Fil : comment une gamme entière naît d’un seul intervalle, la quinte ; et pourquoi le demi-ton n’est pas la moitié d’un ton.

Le principe : l’équivalence d’octave

Deux sons distants d’une octave (rapport 2:1) sont perçus comme « le même son » à hauteur différente — la même classe de hauteur. C’est ce qui autorise le repliement : chaque fois qu’un calcul nous fait sortir de l’octave de référence, on multiplie ou divise par 2 pour y revenir, sans changer la note. C’est l’outil de base de toute la construction.

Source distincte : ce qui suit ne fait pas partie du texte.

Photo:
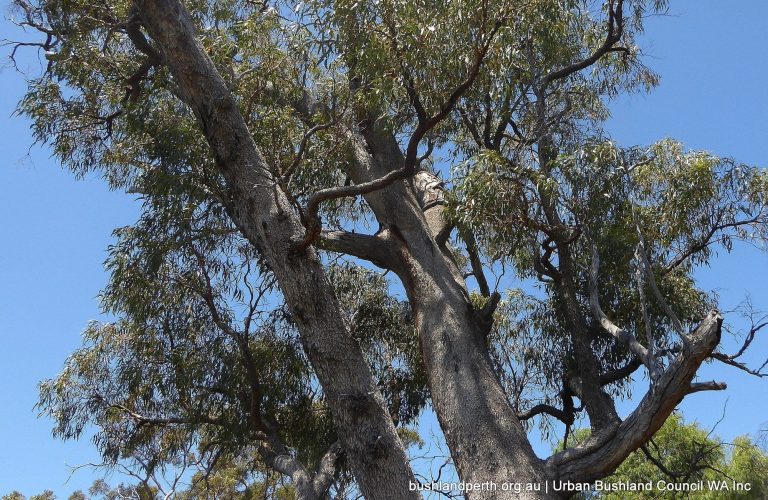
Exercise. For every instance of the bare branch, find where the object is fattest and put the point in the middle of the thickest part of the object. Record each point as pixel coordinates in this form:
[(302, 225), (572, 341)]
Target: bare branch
[(615, 29), (311, 219), (376, 249), (618, 333)]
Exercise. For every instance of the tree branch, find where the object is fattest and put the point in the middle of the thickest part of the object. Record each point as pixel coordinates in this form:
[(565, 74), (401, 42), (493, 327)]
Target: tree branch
[(615, 29), (618, 333)]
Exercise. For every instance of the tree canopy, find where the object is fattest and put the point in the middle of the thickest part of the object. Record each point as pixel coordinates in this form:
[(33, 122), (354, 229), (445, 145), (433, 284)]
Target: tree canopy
[(326, 188)]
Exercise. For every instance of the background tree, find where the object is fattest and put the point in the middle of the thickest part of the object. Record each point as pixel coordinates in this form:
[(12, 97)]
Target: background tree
[(268, 141), (685, 453)]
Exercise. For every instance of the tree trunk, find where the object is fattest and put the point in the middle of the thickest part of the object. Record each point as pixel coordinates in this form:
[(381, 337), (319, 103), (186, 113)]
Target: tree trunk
[(264, 216)]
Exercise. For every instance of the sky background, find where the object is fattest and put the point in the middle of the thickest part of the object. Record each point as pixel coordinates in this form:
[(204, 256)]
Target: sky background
[(54, 230)]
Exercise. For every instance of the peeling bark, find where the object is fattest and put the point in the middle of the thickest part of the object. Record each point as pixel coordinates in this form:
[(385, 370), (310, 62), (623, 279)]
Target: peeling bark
[(266, 218)]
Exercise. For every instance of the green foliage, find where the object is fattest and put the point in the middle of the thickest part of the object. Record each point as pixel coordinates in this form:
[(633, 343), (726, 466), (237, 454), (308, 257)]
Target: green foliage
[(203, 345), (685, 453)]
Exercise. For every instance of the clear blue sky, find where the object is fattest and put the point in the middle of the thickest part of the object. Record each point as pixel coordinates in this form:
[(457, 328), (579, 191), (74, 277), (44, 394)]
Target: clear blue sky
[(712, 58)]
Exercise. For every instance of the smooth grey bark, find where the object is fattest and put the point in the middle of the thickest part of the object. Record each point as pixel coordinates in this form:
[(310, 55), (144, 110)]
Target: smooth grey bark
[(486, 439), (266, 218)]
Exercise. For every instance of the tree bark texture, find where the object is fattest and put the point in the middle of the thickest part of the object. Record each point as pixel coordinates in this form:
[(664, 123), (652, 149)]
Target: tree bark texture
[(265, 217)]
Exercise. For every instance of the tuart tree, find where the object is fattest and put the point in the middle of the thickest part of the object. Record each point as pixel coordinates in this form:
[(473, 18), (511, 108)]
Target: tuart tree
[(283, 151)]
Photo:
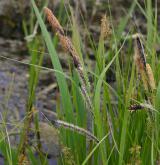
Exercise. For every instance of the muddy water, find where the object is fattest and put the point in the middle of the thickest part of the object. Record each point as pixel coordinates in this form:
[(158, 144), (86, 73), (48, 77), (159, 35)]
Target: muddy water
[(14, 91)]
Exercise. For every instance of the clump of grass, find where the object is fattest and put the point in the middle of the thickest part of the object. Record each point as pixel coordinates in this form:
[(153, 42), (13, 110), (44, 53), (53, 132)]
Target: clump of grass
[(68, 46)]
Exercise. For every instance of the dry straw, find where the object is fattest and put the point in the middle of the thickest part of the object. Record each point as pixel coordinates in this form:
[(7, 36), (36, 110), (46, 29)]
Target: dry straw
[(68, 46), (143, 68)]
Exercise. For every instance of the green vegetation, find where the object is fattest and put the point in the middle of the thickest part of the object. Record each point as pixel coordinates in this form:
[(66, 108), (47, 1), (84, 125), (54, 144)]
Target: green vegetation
[(126, 134)]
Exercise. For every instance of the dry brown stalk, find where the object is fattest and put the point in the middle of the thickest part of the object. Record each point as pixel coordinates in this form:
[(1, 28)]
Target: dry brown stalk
[(105, 27), (150, 77), (60, 123), (68, 46), (144, 69)]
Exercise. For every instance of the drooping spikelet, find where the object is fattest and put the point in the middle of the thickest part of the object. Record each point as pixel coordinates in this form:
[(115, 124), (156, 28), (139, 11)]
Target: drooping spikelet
[(105, 27), (140, 61), (68, 46), (53, 21), (151, 81)]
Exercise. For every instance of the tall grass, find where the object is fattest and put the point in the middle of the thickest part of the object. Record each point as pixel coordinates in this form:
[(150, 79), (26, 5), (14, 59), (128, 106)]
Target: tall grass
[(125, 136)]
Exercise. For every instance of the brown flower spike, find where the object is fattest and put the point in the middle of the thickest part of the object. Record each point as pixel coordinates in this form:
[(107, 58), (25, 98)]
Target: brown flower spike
[(68, 46)]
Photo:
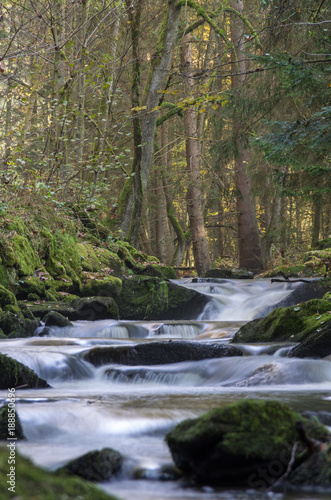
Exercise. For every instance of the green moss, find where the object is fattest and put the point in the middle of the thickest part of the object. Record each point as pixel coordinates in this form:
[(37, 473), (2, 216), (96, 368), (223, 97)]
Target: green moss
[(14, 374), (34, 482), (95, 259), (25, 255), (6, 297), (286, 323), (237, 439), (107, 287)]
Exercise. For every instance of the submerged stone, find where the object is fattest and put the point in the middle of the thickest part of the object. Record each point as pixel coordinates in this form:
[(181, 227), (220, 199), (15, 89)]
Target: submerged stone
[(158, 353), (317, 345), (291, 324), (8, 415), (152, 298), (242, 443), (30, 481), (96, 466)]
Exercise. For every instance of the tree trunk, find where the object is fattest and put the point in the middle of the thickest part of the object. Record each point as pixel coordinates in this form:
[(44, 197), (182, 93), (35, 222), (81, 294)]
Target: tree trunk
[(194, 191), (128, 212), (250, 255)]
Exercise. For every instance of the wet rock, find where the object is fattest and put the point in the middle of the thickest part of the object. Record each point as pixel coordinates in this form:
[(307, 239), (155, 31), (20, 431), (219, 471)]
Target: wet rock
[(96, 466), (30, 481), (14, 325), (225, 273), (53, 318), (242, 443), (317, 345), (152, 298), (286, 324), (314, 474), (14, 374), (92, 308), (106, 287), (10, 423), (159, 353), (6, 297)]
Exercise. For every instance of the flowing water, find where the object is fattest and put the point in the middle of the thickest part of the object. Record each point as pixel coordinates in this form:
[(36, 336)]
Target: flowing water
[(131, 408)]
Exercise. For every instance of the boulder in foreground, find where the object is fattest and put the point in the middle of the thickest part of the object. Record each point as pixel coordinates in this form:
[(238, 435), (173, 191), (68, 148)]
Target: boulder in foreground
[(239, 443)]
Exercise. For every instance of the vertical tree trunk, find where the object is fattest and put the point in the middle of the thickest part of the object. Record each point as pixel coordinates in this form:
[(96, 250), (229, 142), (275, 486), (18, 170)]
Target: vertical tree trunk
[(250, 255), (194, 191), (129, 214)]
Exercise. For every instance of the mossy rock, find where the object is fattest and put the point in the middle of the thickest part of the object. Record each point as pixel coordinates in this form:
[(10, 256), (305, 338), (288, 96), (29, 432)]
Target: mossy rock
[(314, 474), (33, 482), (293, 323), (322, 244), (231, 444), (316, 345), (159, 271), (65, 283), (54, 318), (225, 273), (96, 259), (8, 415), (26, 257), (289, 271), (6, 297), (98, 466), (29, 285), (14, 374), (93, 308), (152, 298), (108, 286), (158, 353)]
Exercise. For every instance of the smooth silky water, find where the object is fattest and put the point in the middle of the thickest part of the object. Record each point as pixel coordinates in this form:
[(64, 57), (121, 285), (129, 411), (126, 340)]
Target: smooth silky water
[(131, 408)]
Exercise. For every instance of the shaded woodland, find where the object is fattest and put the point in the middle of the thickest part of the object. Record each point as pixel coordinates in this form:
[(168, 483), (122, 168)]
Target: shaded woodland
[(199, 130)]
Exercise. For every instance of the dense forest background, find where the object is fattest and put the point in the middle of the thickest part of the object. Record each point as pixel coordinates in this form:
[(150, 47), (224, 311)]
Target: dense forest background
[(199, 130)]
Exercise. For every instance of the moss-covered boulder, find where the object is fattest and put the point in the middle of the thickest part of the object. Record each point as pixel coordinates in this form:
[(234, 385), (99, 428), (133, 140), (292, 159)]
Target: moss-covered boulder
[(6, 297), (159, 271), (316, 345), (152, 298), (107, 286), (314, 473), (236, 444), (98, 466), (97, 259), (54, 318), (155, 353), (27, 481), (227, 273), (13, 324), (14, 374), (10, 423), (92, 308), (293, 323)]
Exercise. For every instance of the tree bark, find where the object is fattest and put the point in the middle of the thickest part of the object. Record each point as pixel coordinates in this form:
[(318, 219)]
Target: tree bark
[(194, 191), (250, 255), (130, 200)]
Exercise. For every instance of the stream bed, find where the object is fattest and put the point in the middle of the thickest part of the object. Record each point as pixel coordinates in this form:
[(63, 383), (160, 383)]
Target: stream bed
[(131, 408)]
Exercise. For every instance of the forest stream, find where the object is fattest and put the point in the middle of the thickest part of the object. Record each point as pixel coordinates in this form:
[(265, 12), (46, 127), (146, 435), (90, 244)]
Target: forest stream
[(131, 408)]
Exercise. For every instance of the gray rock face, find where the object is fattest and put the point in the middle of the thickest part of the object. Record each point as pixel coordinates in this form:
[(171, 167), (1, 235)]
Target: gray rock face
[(96, 465)]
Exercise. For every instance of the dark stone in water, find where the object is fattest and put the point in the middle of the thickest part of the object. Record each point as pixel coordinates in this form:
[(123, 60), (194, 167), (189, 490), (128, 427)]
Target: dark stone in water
[(249, 443), (317, 345), (15, 426), (98, 466), (159, 353), (14, 374)]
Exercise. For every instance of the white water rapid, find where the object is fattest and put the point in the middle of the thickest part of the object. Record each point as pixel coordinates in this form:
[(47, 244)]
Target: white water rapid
[(131, 408)]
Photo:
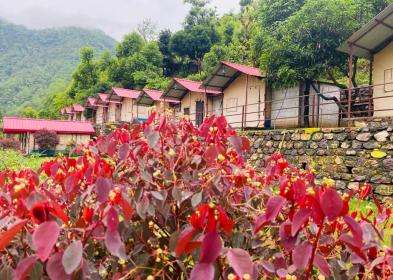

Engendrer la gamme par empilement de quintes

On part d’une note (Do = 1) et on ne se sert que de la quinte pure (3:2), repliée dans l’octave quand il le faut :

QuinteNoteValeur bruteReplié dans l’octave
−1Fa2/34/3
0Do11/1
+1Sol3/23/2
+29/49/8
+3La27/827/16
+4Mi81/1681/64
+5Si243/32243/128

Six quintes enchaînées — Fa – Do – Sol – Ré – La – Mi – Si — suffisent à produire les sept notes. Remises dans l’ordre, elles donnent la gamme :

DegréNoteRapport≈ cents
IDo1/10
II9/8204
IIIMi81/64408
IVFa4/3498
VSol3/2702
VILa27/16906
VIISi243/1281110
VIIIDo2/11200

Le résultat : T – T – S – T – T – T – S

En mesurant l’écart entre degrés voisins, on ne trouve que deux intervalles : le ton (9/8) et un demi-ton (256/243).

PasIntervalleNature
Do→Ré9/8ton
Ré→Mi9/8ton
Mi→Fa256/243demi-ton
Fa→Sol9/8ton
Sol→La9/8ton
La→Si9/8ton
Si→Do256/243demi-ton

Soit ton – ton – demi-ton – ton – ton – ton – demi-ton. C’est le profil de la gamme diatonique, obtenu sans rien décréter : il tombe de l’empilement des quintes.

Le tétracorde

Les Grecs ne pensaient pas la gamme d’un bloc mais par tétracordes : quatre notes couvrant une quarte (4/3), dont les deux notes extrêmes sont fixes et les deux intérieures mobiles — leur position définit le genre (diatonique, chromatique, enharmonique → voir Les modes grecs originels).

Le tétracorde diatonique vaut deux tons + un demi-ton, et c’est exactement une quarte :

9/8 × 9/8 × 256/243 = 4/3

L’octave se lit alors comme deux tétracordes encadrant un ton de disjonction :

[ Do · Ré · Mi · Fa ] + Fa→Sol (ton) + [ Sol · La · Si · Do ]

soit (T T S) – T – (T T S), qui redonne bien le profil complet. La gamme n’est pas une suite arbitraire de sept notes : c’est une structure symétrique, deux quartes articulées par un ton.

Ton et demi-ton : le demi-ton n’est pas la moitié du ton

Le point technique essentiel. Le ton vaut 9/8 (la quinte moins la quarte), et dans l’accordage pythagoricien tous les tons sont égaux. Mais le demi-ton se dédouble :

  • le limma (demi-ton diatonique) = 256/243 ≈ 90 cents — ce qui reste d’une quarte quand on lui ôte deux tons ;
  • l’apotome (demi-ton chromatique) = 2187/2048 ≈ 114 cents — ce qui reste d’un ton quand on lui ôte un limma.

Donc :

ton = limma + apotome, et apotome − limma = comma pythagoricien

Le ton ne se coupe pas en deux moitiés égales : il se partage en un petit et un grand demi-ton, dont l’écart est précisément le comma (≈ 24 cents) rencontré dans ratios pythagoriciens.

Conséquence directe et lourde de suites : le dièse n’égale pas le bémol voisin. Do♯ (un apotome au-dessus de Do, 114 c) est plus haut que Ré♭ (un limma au-dessus de Do, 90 c) — d’un comma exactement. Sur un clavier à hauteurs fixes, il faudra choisir, mentir un peu, ou tempérer. C’est ici que commence le problème que résoudra le tempérament.